DÜNYA DOĞAYA DÖNÜYOR

  “Geçmişten Günümüze Sağlık ve Güzellik” adında yeni bir kitabın çıktı... Neler anlatıyor kitabın?

- Çok özel tarifler var. İnşallah herkese şifa ve sağlık olur. Başucu kitabı gibi bir çalışma. Gerçekten tamamen doğal yöntemler var içinde. Osmanlı’daki kadınların güzellik sırlarına değindim. Bundan sonra bir iksir kitabı yazacağım. Osmanlı’daki ve Osmanlı’dan önceki ninemin iksirleri... Onları da yine üniversitedeki hekimlerin onayıyla yapacağım.

Anneannenin sana verdiği eli sen de kızın Handan’a verdin mi?

- Evet. Handan bu işi götürecek inşallah.

Handan sen genç kuşak olarak nasıl bakıyorsun annenin anneannenden aldıklarına?

- Handan: Bir kere bütün dünya artık doğal tedaviye dönüş yaptı. İnsanlar doğalarından uzaklaştıkça hasta oluyorlar zaten. İnsanlar doğal güzelleşme yolunda daha fazla arayışa girmiş durumda bana göre.

Doğala dönüş başladı yani...

- Handan: Doğala dönüş var. Çünkü insanlar yüzyıllardır bu bitkilerden faydalanmış. Bunlarla güzelleşmiş, bunlarla şifa bulmuş. Çocukken grip olurdum, annem mutlaka ıhlamur kaynatırdı. Biz öyle geçirdik hastalıklarımızı. Ben antibiyotik kullandığımı hiç hatırlamam. İlaçla çok sonra tanıştık, bizim çocukluğumuzda hep elma, portakal, ıhlamur, adaçayı, biberiye vardı. Biz bu işin mutfağında büyüdüğümüz için şanslıyız.

EVDE BRONZLAŞTIRICI NASIL YAPILIR?

 - İki tane havucu rendeleyin. Soğuk sıkma zeytinyağına o havucu, çubuk tarçını, karanfili ekleyin. 15 gün güneşte kalsın. Havuçta
A vitamini vardır.Tarçın kokusunu bırakır. Karanfil antibakteriyeldir. O karışımı beklettikten sonra süzün. Çok güzel bir bronzlaştırıcı elde edersiniz.Eğer koruyucu olmasını istiyorsanız içine 300 grama 1 çorba kaşığı kadar çok kaliteli bebek pudrası ya da pirinç nişastası karıştırın.20 faktörlük krem elde edersiniz. Diyelim ki cildin çok alerjik, beyaz tenlisin.Bir dal aloe verayı kes, küçük küçük doğra, koy blender’a. 1 su bardağı zeytinyağı ile 1 çay kaşığı da çinko oksit ekle. Yine doğal bir madde. Blender’da krem haline getiriyorsunuz.Bütün vücudunuza kullanabilirsiniz, pırıl pırıl da olursunuz.

SUYU EKSİK ETMEYİN

◊ Cildin içeriden ve dışarıdan beslenmesinin bağlantısı nedir?

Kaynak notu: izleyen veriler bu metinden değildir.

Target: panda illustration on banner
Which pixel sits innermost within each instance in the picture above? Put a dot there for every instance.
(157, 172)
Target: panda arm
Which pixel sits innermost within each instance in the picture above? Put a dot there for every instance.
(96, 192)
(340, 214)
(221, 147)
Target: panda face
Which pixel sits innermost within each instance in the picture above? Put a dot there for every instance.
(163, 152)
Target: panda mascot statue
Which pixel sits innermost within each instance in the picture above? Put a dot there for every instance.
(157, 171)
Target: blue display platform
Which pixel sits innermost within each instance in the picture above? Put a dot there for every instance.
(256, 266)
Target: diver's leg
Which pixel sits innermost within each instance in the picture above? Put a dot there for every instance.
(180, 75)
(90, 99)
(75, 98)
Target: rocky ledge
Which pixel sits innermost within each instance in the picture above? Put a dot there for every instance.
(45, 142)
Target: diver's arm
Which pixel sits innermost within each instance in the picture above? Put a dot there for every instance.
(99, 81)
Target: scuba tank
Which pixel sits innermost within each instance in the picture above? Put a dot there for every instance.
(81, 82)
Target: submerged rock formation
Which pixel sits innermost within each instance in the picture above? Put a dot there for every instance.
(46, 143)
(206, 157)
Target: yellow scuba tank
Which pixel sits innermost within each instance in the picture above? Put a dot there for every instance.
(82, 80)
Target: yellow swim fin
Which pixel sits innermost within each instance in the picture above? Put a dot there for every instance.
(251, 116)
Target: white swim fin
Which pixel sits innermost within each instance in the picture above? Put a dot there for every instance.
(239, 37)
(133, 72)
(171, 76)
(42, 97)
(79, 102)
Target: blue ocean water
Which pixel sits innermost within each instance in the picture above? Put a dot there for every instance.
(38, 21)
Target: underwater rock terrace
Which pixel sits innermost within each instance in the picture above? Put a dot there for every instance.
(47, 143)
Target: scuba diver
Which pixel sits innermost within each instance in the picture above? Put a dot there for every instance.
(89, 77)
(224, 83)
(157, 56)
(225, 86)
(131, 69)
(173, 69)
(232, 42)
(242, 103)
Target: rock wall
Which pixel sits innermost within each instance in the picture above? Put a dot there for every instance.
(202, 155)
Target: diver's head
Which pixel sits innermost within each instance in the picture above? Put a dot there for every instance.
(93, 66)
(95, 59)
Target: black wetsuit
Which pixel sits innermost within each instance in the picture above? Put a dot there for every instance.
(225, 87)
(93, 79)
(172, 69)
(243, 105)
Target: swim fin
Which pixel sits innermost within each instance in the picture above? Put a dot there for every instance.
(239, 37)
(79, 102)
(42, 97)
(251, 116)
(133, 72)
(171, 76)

- Sağlık olmadan güzellik olmaz. Önce sağlığımıza dikkat edeceğiz.Sabahları limonlu sular, ballı sular içeceğiz. Suyu vücudumuzdan eksik etmeyeceğiz ve doğru besleneceğiz.Doğal besleneceğiz. Protein de alacağız, sebze de. Saçımıza da bakacağız, tırnağımıza, ayağımıza da. Bir insan her akşam, bir Vicks kreminin içine dövülmüş Aspirin, biraz limon su ekler ve ayağına bununla masaj yaparsa, ne yorgunluk kalır ne de hastalık. Ninemin tarifidir bu.